Douglas Gucker, Local Food Systems and Small Farms Educator, University of Illinois Urbana-Champaign
(Previously published online with Illinois Extension: April 10, 2015)
Have you surveyed your pastures? Do any areas need to be renovated? If you are reading this article around the same time period in which it were originally published it is too late to do any frost seeding in those areas. However, there is still time to use a no-till drill to plant grass or legumes in any “thin” areas needing more forage plants. Remember a legume in a pasture adds high quality forage and extra nitrogen for the grass.
Do you have a plan for handling the “spring flush” of cool-season grass and legume growth? This period of rapid spring grass growth happens when air temperatures are in the 70’s (degrees F) and moisture is readily available. During this “spring flush” of growth, our cool-season grasses will produce up to 60% of their total annual growth during the months of April, May, and June.
Start grazing your animals as soon as soil conditions permit and the forages are a few inches tall. Then you have two choices on how you will graze: continuous grazing or a rotational grazing system.

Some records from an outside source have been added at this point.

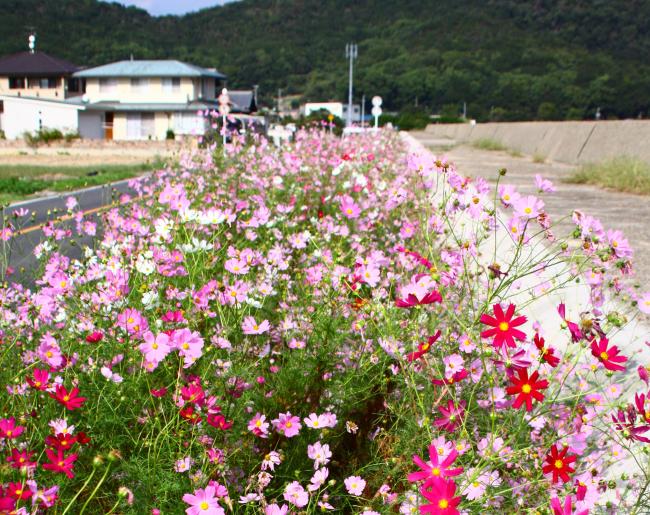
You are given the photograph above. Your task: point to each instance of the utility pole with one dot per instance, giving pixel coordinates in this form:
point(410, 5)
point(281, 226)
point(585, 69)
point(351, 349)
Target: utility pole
point(351, 52)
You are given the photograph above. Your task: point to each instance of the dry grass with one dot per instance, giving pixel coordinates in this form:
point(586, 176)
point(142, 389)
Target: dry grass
point(627, 174)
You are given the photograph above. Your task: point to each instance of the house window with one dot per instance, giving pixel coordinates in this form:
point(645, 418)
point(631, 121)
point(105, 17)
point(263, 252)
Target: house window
point(108, 85)
point(48, 83)
point(16, 83)
point(171, 84)
point(139, 85)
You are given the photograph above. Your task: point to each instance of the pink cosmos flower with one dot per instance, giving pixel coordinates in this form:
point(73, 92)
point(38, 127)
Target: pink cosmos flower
point(320, 453)
point(287, 424)
point(296, 494)
point(9, 429)
point(49, 351)
point(155, 347)
point(250, 326)
point(452, 416)
point(619, 245)
point(644, 303)
point(508, 194)
point(189, 343)
point(236, 266)
point(543, 185)
point(203, 502)
point(354, 485)
point(349, 208)
point(528, 207)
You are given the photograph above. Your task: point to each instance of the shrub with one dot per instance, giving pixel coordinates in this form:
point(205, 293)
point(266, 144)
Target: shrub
point(340, 324)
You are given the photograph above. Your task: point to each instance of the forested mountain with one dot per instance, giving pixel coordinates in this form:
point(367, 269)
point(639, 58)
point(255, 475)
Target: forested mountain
point(508, 59)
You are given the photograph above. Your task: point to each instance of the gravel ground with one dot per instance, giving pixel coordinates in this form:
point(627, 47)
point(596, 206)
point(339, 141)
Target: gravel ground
point(626, 212)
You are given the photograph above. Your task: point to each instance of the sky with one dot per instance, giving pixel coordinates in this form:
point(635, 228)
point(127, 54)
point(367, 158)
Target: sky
point(159, 7)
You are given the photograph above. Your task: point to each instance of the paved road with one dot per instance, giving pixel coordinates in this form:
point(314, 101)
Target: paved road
point(21, 257)
point(626, 212)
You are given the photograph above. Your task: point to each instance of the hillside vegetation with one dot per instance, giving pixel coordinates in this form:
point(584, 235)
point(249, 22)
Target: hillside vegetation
point(508, 59)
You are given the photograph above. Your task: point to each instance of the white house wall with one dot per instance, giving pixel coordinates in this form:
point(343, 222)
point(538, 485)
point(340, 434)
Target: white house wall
point(22, 115)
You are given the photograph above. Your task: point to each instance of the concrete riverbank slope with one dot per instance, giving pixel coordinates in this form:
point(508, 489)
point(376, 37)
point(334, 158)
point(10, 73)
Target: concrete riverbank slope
point(566, 142)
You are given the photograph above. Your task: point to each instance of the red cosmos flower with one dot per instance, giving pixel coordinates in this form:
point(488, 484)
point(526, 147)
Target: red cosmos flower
point(190, 415)
point(434, 469)
point(441, 495)
point(219, 421)
point(559, 464)
point(411, 300)
point(19, 459)
point(9, 429)
point(503, 326)
point(95, 337)
point(18, 491)
point(526, 388)
point(609, 357)
point(60, 441)
point(546, 353)
point(452, 416)
point(60, 463)
point(423, 348)
point(70, 400)
point(40, 379)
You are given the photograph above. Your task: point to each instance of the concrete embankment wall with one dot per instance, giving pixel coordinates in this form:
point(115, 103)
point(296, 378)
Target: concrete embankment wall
point(567, 142)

If you continuously graze a pasture, you have very little control over how to handle the excess spring growth. About the only option we have is to take a brush cutting mower and cut down the over mature stemmy, low quality forage in late June or July.
If you choose a rotational grazing system, then your options expand: to rotating rapidly through all the paddocks; or selecting paddocks to graze and hay the rest; or increase stocking rates during spring flush.
When we are rapidly rotating grazing animals through paddocks during the spring, our goal is to graze off only the tops of the grass blades. This will help to keep the grass from heading out and keep it in the desired vegetative stage. The goal with this strategy is to accumulate a thick heavy stand of grass going into the summer heat or a summer stockpile of forage. This choice has a lot of benefits, but it takes a lot of management.
As the spring grazing season progresses, you may decide to focus the grazing on a few paddocks and use the other paddocks for hay. These need to be cut for hay by the “boot” stage of growth for quality hay. This hay can then be used for supplemental feeding later in the season or over the winter. As the pasture growth slows, the paddocks used for hay are placed back in the grazing rotation with the other paddocks.
You can increase grazing animal stocking rates during the spring. This could be a system that works well for a cow-calf operation that carries weaned calves through the winter. The weaned calves graze ahead of the cow herd during the spring. When the pasture growth rate starts to slow, the steers are shipped and the stocking rate on the paddocks is reduced to better match the forage production.
When making your grazing method choice, remember that a continuously grazed pasture only has about one third of its annual forage production consumed, where a rotated pasture system on a 5 – 7 day rotation will have about two thirds of its annual production consumed. In other words, on average, you can double the carry capacity of a continuously grazed pasture by converting it to a rotational system.
If you graze animals, you are a “grass” farmer. Forages harvested by the animals are the cheapest forages that you will ever harvest. Spring pasture management helps insure a better quality summer pasture as well.